Sunday, August 31, 2008

BPN 1206 Help! Dutch internet stats are down

You need to understand something of statistics, otherwise you would not believe the figures of the Comscore World Metrix. Every quarter it measures the new entrants to internet. The result between the second quarter of last year and the figures of the second quarter this year show that this year less Dutch people, in fact 1 per cent, took internet. Is this worrying?
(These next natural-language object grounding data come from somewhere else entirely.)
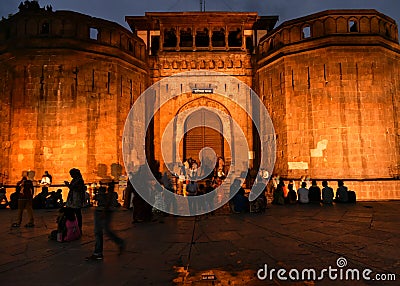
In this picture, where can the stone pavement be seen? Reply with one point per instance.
(178, 250)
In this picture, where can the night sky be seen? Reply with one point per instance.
(116, 10)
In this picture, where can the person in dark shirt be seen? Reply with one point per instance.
(342, 195)
(102, 220)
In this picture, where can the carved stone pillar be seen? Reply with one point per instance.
(194, 38)
(226, 38)
(243, 39)
(178, 39)
(210, 38)
(161, 38)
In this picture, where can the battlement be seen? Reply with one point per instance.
(345, 25)
(35, 27)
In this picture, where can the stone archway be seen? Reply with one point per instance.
(197, 138)
(220, 129)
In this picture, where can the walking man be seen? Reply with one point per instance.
(102, 220)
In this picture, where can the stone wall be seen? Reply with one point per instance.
(65, 95)
(334, 103)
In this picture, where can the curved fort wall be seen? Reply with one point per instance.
(331, 84)
(67, 82)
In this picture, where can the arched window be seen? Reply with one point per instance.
(45, 28)
(94, 33)
(306, 32)
(170, 38)
(235, 38)
(186, 38)
(218, 38)
(353, 26)
(202, 38)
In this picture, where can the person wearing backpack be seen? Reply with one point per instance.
(76, 194)
(25, 202)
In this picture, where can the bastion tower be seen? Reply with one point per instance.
(331, 84)
(67, 82)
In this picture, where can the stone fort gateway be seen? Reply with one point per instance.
(330, 82)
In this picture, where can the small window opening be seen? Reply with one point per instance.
(353, 26)
(218, 38)
(306, 33)
(202, 38)
(186, 38)
(45, 28)
(235, 38)
(155, 45)
(170, 39)
(94, 33)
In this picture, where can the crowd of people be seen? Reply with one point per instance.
(310, 194)
(69, 220)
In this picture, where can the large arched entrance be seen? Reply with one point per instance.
(208, 134)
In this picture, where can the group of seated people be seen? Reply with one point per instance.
(46, 200)
(313, 194)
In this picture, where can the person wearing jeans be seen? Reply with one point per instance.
(25, 202)
(102, 221)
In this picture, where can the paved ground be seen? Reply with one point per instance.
(232, 246)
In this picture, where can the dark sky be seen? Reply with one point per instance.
(116, 10)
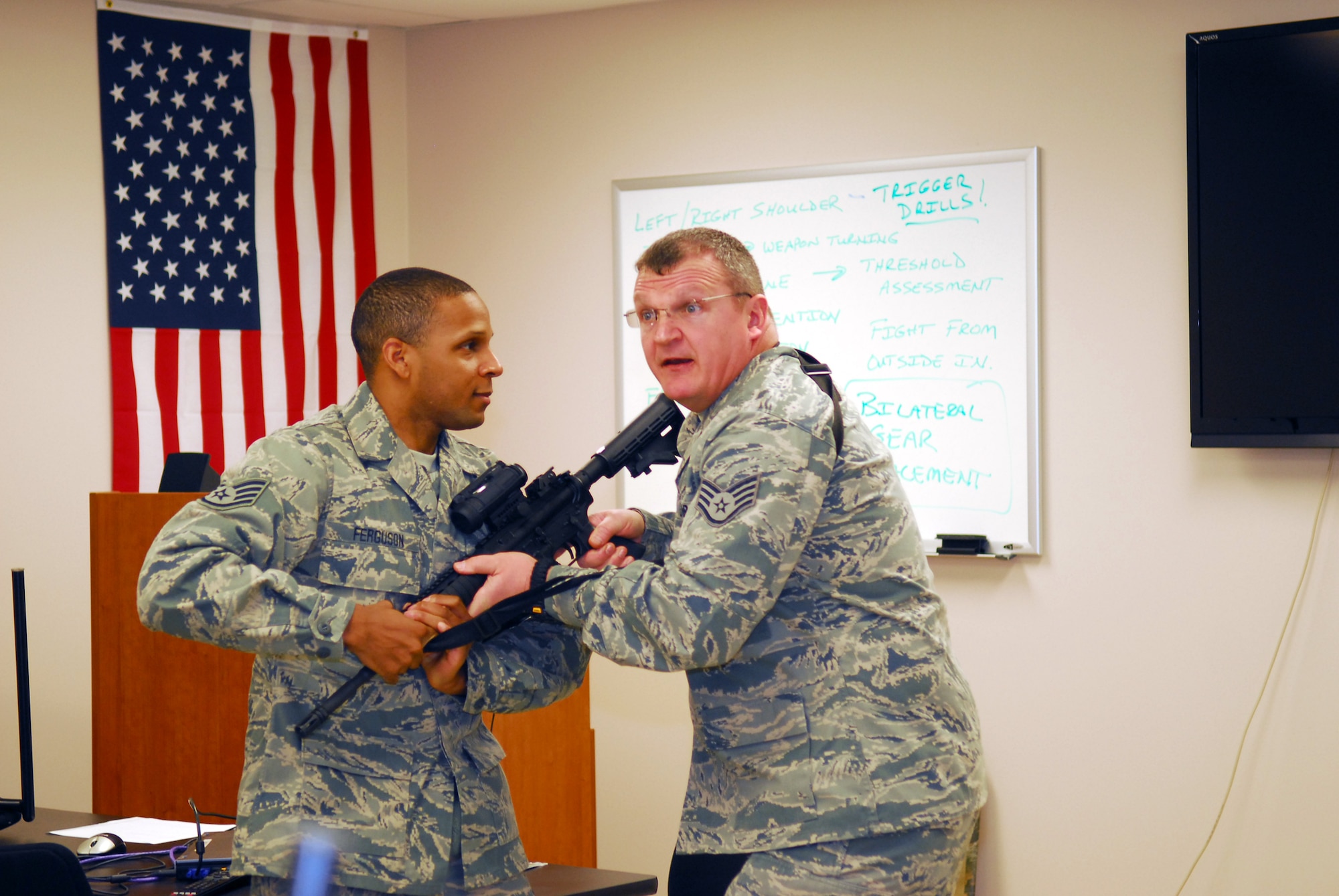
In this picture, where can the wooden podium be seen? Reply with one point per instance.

No, it is not worrying. First of all these figures are just showing quarterly figures. There can be many reasons, including seasonal ones such a weather, to explain this drop; mind you it is not a loss! And with 82 per cent penetration, covering residential and work locations, The Netherlands is the leading country in Europe, according to Comscore. Besides the Dutch are using internet intensively with 23,4 hours a month, viewing 2,884 pages. This usage is beyond the European average of 23,3 hours and 2665 pages. Besides, these statistics are still lower than the blown up figures of Internet World Stats.

Source: ComScore, 2008

The total number of European Internet users grew 8 percent during the past year to 241.8 million visitors in June 2008. Russia ranked as the fastest-growing Internet audience in Europe, up 27 percent to 17.5 million visitors, but one should not forget that Russia has a penetration of 14 percent. France is up with 21 percent to 31.5 million visitors, followed by Spain (up 15 percent to 16.2 million visitors), and Ireland (up 15 percent to 1.6 million visitors).

Internet adoption was highest in the Netherlands, where 82 percent of the country’s total population age 15 and older went online in June. Adoption rates were also high in the Nordic countries, with Denmark (77 percent), Sweden (76 percent), Norway (76 percent) and Finland (69 percent) rounding out the top five.

U.K. Internet users spent the greatest amount of time online, averaging 28.5 hours per user per month, while German Internet users recorded the most page views, averaging 2,906 pages per visitor. Although Russia had the fastest-growing audience in Europe, it ranked near the bottom in terms of penetration and page views.

Looking at those stats the penetration of internet in Russia is worrying. Of course there is still a market to be concurred, which is good news for the Russian ISPs and information providers (such as my good friend Anya). But it does also mean that a population has to be educated. Of course on the other hand other countries should start worrying once this starts happening. Just like in China a great potential of talent and working force will be released.

I stay amazed that the large European countries like Italy, Spain and Germany have not even reached a 50 percent penetration. In fact there is more than 40 percent difference between the leader of the pack and the last Western European country. This difference should be worrying to the European Commission.